Administration

Biden to designate national monument at site of Illinois race riot

President Joe Biden delivers remarks on a prisoner swap with Russia from the State Dining Room of the White House, Thursday, Aug. 1, 2024, in Washington. (AP Photo/Evan Vucci)

President Biden will designate a national monument this week at the site of racist mob violence in 1908 in Springfield, Ill., the White House confirmed Wednesday.

A White House official told The Hill the president will issue the designation in the Oval Office on Friday, the 116th anniversary of the end of the violence.
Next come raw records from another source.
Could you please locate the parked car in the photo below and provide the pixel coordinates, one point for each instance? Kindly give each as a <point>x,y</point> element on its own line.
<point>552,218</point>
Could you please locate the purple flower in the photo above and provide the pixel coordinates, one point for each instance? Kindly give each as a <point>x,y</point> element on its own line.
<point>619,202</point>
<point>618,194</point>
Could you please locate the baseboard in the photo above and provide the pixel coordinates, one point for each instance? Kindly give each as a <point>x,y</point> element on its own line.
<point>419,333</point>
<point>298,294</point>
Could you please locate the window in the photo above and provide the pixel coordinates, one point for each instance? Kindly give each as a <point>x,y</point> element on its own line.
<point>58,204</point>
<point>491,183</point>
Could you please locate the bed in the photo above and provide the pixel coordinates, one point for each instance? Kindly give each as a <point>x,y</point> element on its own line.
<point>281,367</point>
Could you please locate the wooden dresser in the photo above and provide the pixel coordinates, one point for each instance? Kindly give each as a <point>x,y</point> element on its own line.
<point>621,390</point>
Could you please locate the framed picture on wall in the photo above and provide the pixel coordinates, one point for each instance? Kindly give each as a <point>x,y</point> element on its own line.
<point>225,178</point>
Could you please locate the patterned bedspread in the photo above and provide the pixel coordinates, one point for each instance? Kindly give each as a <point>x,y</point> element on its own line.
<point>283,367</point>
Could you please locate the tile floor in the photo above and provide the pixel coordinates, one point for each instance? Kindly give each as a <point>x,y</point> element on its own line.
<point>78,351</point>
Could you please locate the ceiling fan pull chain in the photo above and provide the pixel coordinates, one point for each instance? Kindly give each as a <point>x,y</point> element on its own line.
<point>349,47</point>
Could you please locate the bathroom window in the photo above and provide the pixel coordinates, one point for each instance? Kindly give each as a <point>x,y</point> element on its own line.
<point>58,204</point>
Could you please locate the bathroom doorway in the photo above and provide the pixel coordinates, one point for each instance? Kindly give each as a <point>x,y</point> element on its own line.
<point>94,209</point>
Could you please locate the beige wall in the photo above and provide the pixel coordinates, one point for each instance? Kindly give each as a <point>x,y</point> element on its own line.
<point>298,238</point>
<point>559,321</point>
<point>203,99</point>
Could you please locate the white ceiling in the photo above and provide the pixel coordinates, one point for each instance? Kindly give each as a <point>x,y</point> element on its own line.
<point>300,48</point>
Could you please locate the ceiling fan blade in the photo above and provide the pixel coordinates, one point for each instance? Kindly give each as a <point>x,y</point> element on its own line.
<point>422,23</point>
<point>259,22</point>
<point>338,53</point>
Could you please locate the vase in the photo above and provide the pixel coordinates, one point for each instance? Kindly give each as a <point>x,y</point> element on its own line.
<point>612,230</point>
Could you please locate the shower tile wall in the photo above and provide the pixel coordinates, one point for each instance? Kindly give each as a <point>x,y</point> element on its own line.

Biden is expected to be accompanied by civil rights leaders and elected officials for the proclamation.

The Springfield Race Riot began Aug. 14, 1908, when about 5,000 white men gathered outside the local jail to demand two Black men, one accused of raping a white woman and the other of killing a white man, be turned over to them.

When they learned the police had covertly transferred the two men to the Bloomington, Ill., jail, they instead stormed the city’s Black neighborhoods and attacked Black Springfield residents, looting Black-owned businesses and the restaurant of a white business owner who aided in moving the prisoners.

Over the next 48 hours, eight Black men were killed, while five white men were killed by rioters and state militia, and more than 35 businesses were destroyed.

The riot is considered a turning point in perceptions of racist violence in the U.S., as it took place in a northern city and Abraham Lincoln’s hometown rather than in the Deep South. It presaged the “Red Summer” of 1919, when a number of U.S. cities saw outbreaks of anti-Black violence in southern cities, as well as Philadelphia, Chicago and Indianapolis.

George Richardson, the rape suspect, was later released after his accuser recanted, while Joe James, the murder suspect, was convicted and hanged.

Bicameral legislation to designate a monument at the site introduced by Illinois Sens. Tammy Duckworth (D) and Dick Durbin (D-Ill.) and Reps. Darin LaHood (R) and Nikki Budzinski (D) has failed to gain traction in the divided Congress, but the history of race relations in Illinois’s capital has come under new scrutiny after a sheriff’s deputy shot and killed Sonya Massey, an unarmed Black woman, in her home in July.